Pax Christi USA is part of a national project aimed at raising issues of the common good during the 2012 election process. More information on this effort will be available in the coming weeks at http://commongood2012.org/. We thank Jean Sammon and Network for helping to coordinate the project and share this information.
This year, Catholic voters face critical choices as we help decide who will lead our nation, states and communities. The stakes have never been higher.
The 2012 election comes at a time when the U.S. faces the highest poverty rates in decades, when the wealth gap has reached historic levels and income disparities are high, and when government officials face stark choices about who will benefit and who will suffer as a result of the decisions they make. Will those decisions be based on the common good* or will they serve only to enrich the already super-wealthy and divide us further? Will they foster economic justice and peace? Or will our nation become mired in injustice and division?
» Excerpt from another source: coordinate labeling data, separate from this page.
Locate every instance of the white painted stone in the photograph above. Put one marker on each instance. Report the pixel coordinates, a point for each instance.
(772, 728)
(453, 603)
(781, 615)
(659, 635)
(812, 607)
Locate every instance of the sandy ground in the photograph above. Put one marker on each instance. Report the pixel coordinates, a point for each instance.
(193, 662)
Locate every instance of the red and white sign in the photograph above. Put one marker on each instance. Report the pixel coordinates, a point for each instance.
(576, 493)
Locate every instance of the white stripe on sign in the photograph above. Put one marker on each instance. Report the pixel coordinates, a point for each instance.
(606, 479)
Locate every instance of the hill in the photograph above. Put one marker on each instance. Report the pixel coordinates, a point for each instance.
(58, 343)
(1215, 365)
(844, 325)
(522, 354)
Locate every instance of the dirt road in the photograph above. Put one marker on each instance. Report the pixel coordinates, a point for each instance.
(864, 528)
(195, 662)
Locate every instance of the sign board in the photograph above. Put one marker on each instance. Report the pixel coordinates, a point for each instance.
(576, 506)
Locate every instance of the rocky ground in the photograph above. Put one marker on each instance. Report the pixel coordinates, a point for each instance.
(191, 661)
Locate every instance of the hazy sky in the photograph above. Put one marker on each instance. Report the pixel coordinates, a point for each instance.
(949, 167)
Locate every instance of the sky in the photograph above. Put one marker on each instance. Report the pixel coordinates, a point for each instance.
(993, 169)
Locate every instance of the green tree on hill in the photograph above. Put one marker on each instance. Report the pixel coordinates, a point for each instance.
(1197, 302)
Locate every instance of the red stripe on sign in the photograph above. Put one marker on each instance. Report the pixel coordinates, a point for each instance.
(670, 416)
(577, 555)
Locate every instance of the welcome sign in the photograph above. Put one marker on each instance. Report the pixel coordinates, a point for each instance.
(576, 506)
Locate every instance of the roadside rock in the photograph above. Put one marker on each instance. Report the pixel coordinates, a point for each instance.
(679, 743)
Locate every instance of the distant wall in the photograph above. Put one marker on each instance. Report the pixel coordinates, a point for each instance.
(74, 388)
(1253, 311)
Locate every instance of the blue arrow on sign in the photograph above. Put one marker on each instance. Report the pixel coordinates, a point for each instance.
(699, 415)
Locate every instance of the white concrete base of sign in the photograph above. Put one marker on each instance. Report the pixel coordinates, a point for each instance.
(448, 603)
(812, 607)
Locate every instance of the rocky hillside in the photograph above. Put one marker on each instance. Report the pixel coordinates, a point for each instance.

As faithful citizens guided by the Gospel command to protect those who are most vulnerable and hold accountable those with power, we know we cannot afford to “sit this one out.”
Realizing how important this election is, a coalition of national Catholic organizations (listed below) is working to build on the momentum created during the 2008 election. Four years ago, individuals and groups across the U.S. created a national Platform for the Common Good, which was ratified at the Convention for the Common Good in Philadelphia.
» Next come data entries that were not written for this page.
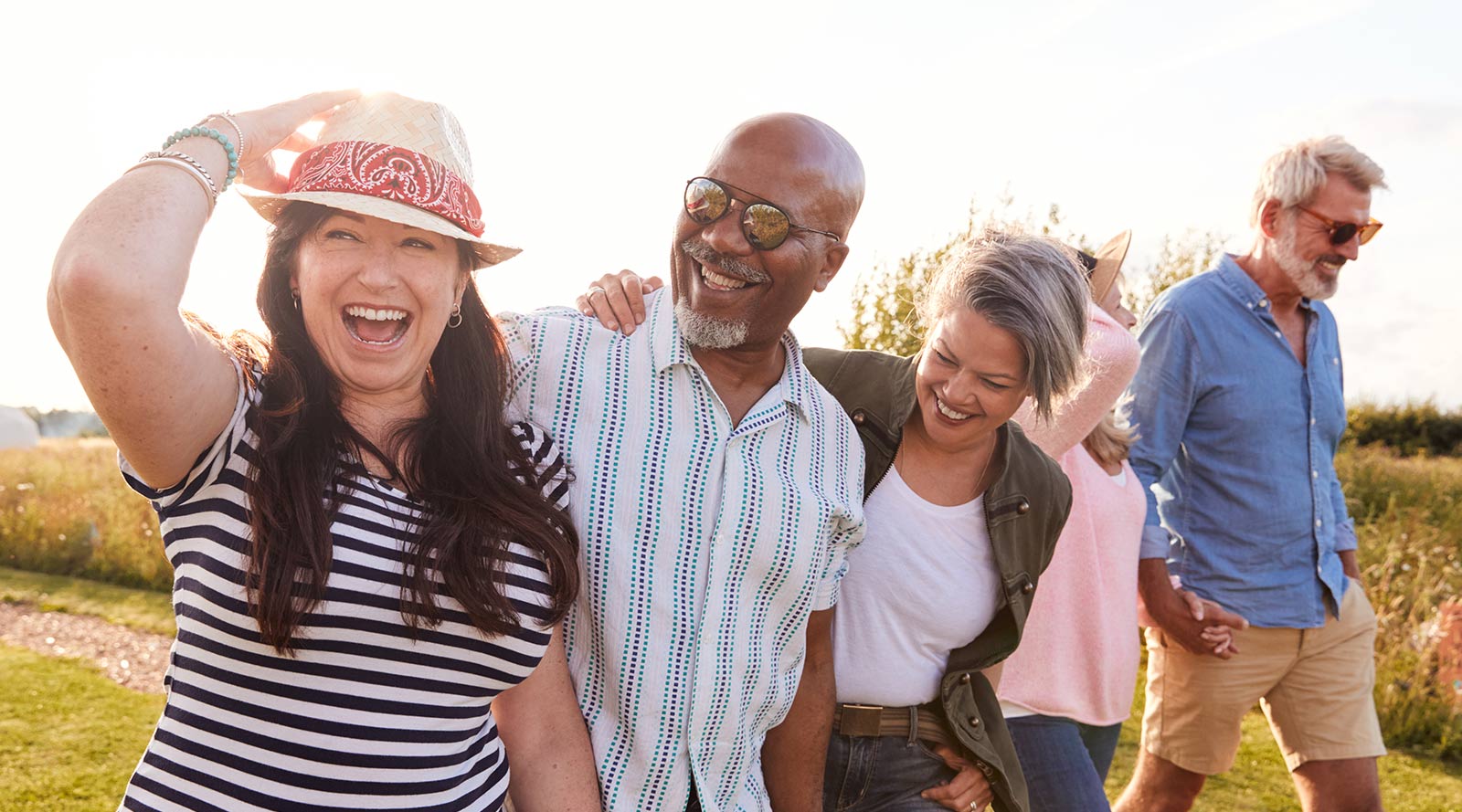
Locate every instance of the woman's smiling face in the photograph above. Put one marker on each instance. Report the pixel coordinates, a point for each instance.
(971, 378)
(375, 297)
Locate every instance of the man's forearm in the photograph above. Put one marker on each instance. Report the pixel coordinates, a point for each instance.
(796, 751)
(1349, 564)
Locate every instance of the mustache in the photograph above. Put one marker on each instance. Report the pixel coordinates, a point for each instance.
(705, 255)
In 2012, our goal is to create common-good* platforms for each state and the District of Columbia, which will be signed and delivered to candidates and public officials. Each of these 51 individual platforms will be written with the input of people in that state or the District of Columbia, and they will include a national preamble designed to outline a common-good perspective.
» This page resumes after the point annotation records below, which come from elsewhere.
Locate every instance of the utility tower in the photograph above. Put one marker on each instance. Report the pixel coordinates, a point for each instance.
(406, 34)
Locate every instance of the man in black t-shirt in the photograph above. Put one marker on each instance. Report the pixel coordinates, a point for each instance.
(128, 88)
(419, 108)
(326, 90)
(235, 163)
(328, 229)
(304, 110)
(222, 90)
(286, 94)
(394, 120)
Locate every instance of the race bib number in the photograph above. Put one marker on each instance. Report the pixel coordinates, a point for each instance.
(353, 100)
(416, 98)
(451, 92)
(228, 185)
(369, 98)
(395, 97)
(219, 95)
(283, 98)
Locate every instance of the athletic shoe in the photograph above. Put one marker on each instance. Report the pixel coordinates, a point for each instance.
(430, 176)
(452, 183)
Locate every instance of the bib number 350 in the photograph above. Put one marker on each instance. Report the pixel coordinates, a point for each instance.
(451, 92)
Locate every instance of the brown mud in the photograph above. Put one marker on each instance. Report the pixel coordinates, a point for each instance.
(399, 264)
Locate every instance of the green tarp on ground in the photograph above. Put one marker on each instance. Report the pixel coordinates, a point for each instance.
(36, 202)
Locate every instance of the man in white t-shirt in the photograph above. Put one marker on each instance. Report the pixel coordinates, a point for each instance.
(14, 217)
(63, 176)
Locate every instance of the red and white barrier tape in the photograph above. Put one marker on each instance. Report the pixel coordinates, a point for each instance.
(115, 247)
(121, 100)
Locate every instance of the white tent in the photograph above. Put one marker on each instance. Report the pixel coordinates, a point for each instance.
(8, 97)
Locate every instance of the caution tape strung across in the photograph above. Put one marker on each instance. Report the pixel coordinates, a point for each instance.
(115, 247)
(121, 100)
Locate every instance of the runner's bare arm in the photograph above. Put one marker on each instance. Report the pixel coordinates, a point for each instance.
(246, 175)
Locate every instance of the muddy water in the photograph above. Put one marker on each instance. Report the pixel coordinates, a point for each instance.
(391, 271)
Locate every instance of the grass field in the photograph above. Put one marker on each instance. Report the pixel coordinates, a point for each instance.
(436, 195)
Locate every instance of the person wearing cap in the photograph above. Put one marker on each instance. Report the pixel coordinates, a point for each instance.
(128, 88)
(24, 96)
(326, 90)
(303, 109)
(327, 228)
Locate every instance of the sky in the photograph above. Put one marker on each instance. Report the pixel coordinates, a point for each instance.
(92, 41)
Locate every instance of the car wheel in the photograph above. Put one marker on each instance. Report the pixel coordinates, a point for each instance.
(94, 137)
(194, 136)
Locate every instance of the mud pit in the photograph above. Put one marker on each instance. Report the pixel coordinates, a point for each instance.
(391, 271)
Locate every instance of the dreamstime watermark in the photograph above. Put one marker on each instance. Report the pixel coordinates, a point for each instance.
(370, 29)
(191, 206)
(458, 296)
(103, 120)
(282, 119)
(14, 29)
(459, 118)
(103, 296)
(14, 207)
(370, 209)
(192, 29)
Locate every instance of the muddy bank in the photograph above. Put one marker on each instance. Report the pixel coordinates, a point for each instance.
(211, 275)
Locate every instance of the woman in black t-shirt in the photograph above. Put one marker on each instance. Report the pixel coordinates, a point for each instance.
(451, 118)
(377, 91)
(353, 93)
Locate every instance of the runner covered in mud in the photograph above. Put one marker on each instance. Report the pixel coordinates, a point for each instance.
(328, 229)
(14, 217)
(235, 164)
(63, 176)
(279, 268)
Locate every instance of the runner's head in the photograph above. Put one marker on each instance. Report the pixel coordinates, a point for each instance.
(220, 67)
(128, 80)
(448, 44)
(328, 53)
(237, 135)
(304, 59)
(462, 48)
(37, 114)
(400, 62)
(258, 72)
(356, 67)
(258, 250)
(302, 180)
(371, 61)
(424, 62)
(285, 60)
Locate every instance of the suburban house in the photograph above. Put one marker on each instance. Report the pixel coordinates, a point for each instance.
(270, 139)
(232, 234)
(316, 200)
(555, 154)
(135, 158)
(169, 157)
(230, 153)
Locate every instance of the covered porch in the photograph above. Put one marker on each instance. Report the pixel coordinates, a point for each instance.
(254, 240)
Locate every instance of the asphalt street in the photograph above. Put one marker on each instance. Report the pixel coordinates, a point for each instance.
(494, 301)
We invite you to join us in the coming months as we engage Catholic voters across the nation in the writing, signing and delivery of these platforms.
A simple remedy – raising the Inheritance Tax would probably do more to improve the conditions of the worker & the poor …..than all these endless debates about what should we do !
I agree about the Inheritance Tax. The problem is that it usually starts with people’s estates which are so small that what is left after tax can hardly be called an inheritance. I think an inheritance tax should be made on people who have a plethora of financial resources and whose beneficiaries will have plenty after taxes.
I believe that taxing income from at least most sources of those making over, say, $250,000 should be require without loopholes. Straight tax. Also I think it is ridiculous that large salaries are not taxed right up to the top (and paid out, too, right to the top)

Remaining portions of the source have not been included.